Polymeric Indolenine-Squaraine Foldamers with a Preferred Helix Twist Sense and Their Chiroptical Absorption and Emission Properties

A series of dicyanomethylene-substituted cisoid indolenine squaraine polymers (X-n up to 65) bearing chiral side chains were prepared via Yamamoto homocoupling of the respective dibrominated monomers and subsequent fractionation by preparative gel permeation chromatography. In this series, the steric demand of the alkyl side chains and the position of the stereogenic center were systematically varied in order to create a different degree of structural perturbation. While S-3,7-dimethyloctanol as the starting material for the chiral side chain was commercially available, the analogous compounds R-2,7-dimethyloctanol and R-2-ethyl-7-methyloctanol bearing the chiral center at the 2-position were synthesized using Evans asymmetric alkylation as the key synthetic step. Absorption spectroscopy of the polymers revealed a solvent-dependent excitonic H- or J-type behavior, which is caused by a helix (H) or random coil (J) structure. For some solvents, circular dichroism (CD) spectroscopy of the polymers further showed a homohelical structure, with Delta epsilon values of up to 396 M-1 cm(-1) and g(abs) values of up to 0.0786 cgs, where an influence of the type of side chains on the homohelicity was apparent. Temperature-dependent absorption spectroscopy in PhCN allowed the measurement of the thermodynamic parameters of the helix folding, which revealed an increase in negative enthalpy and entropy when increasing the steric demand of the side chains. Comparison of temperature-dependent CD and absorption data allowed us to assess the degree of homohelicity, which was found to be nearly complete for all polymers in PhCN. Fluorescence spectroscopy of the random coil structures in toluene and CHCl3 further showed the typical emission from the lowest-lying excitonic state according to Kasha's rule.
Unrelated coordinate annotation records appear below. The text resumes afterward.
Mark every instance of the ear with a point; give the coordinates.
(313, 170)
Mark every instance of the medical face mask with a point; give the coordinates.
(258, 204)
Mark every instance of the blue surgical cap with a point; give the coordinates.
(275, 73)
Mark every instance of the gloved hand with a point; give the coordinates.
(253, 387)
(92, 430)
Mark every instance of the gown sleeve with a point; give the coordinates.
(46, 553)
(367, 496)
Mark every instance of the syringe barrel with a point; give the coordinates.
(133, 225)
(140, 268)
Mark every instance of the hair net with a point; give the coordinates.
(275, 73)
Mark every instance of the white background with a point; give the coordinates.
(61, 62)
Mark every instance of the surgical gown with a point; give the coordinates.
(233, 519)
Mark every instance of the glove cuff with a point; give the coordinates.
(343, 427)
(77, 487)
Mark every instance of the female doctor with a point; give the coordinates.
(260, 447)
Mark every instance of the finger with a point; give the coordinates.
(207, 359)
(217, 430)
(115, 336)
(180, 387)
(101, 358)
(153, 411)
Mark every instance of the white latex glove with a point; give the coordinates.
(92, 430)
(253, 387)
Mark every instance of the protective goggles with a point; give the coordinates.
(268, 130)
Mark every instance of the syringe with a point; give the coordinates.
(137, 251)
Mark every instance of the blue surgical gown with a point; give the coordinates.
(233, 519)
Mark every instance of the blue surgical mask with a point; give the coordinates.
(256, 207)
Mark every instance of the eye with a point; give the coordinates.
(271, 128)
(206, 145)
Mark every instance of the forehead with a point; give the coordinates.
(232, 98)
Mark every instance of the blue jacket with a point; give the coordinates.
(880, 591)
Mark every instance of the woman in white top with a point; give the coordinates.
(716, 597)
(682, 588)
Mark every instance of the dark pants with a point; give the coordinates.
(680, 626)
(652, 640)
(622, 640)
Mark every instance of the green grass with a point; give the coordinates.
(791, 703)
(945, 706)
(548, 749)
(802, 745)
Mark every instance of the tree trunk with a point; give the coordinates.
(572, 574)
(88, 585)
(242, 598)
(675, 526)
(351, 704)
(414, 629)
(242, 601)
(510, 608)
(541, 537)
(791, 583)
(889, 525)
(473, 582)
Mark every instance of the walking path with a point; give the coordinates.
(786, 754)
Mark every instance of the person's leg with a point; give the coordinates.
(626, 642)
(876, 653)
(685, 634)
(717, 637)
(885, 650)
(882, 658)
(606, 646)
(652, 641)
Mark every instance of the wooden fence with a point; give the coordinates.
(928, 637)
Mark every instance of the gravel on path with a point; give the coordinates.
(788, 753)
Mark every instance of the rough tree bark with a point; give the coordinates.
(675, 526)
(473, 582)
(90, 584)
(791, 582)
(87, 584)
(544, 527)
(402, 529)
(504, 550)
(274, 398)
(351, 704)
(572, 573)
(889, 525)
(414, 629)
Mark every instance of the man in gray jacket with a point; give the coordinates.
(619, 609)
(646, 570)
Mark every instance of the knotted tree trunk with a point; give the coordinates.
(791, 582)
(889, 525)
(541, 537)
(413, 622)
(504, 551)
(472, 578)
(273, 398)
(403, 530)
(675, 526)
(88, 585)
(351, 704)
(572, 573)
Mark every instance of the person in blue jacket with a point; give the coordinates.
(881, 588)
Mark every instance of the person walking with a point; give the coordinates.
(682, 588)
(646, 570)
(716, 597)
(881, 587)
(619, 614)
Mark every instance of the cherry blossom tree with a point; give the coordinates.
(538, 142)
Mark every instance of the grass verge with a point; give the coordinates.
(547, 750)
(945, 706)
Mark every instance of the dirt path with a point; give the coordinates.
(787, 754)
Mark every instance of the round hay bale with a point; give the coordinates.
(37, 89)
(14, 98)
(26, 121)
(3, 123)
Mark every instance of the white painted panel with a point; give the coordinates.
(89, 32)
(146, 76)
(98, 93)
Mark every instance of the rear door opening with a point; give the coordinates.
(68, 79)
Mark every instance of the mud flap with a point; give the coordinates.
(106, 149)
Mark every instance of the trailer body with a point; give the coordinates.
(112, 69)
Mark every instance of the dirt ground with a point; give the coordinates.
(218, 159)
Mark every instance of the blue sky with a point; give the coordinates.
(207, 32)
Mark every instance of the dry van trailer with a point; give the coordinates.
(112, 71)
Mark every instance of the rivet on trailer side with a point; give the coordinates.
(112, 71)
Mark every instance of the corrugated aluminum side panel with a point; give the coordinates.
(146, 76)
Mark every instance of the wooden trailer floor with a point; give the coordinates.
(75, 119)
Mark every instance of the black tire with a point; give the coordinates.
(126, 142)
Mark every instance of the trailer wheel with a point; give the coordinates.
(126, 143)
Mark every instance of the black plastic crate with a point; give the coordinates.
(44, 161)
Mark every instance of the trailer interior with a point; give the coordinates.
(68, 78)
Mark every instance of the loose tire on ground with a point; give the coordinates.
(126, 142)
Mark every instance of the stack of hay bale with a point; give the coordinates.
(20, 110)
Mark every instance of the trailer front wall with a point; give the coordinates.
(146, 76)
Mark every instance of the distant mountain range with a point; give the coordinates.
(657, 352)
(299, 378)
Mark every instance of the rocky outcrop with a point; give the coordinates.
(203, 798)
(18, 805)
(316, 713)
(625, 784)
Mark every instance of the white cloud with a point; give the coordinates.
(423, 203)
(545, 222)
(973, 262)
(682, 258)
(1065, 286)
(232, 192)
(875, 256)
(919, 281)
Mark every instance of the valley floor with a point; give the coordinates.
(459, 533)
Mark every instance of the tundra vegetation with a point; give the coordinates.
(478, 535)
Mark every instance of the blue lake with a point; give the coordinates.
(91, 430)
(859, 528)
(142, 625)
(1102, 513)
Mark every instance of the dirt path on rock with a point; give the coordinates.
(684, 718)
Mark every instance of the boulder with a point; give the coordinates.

In toluene, emission was observed from the lowest energy state of the helix fraction of the polymer bearing 3,7-dimethyloctyl side chains, where circular polarized luminescence spectroscopy gave a large g(lum) value of 0.053 cgs.

Automated summary

This study investigates the influence of chirality on the structure and properties of cisoid indolenine squaraine polymers with different side chains. The absorption spectroscopy and circular dichroism results show that the behavior of the polymers is strongly dependent on the solvent and the type of side chains. The temperature-dependent absorption spectroscopy reveals the thermodynamic parameters of helix folding and suggests that increasing the steric demand of the side chains leads to an increase in entropy and enthalpy. Fluorescence spectroscopy confirms the structural characteristics of the polymers.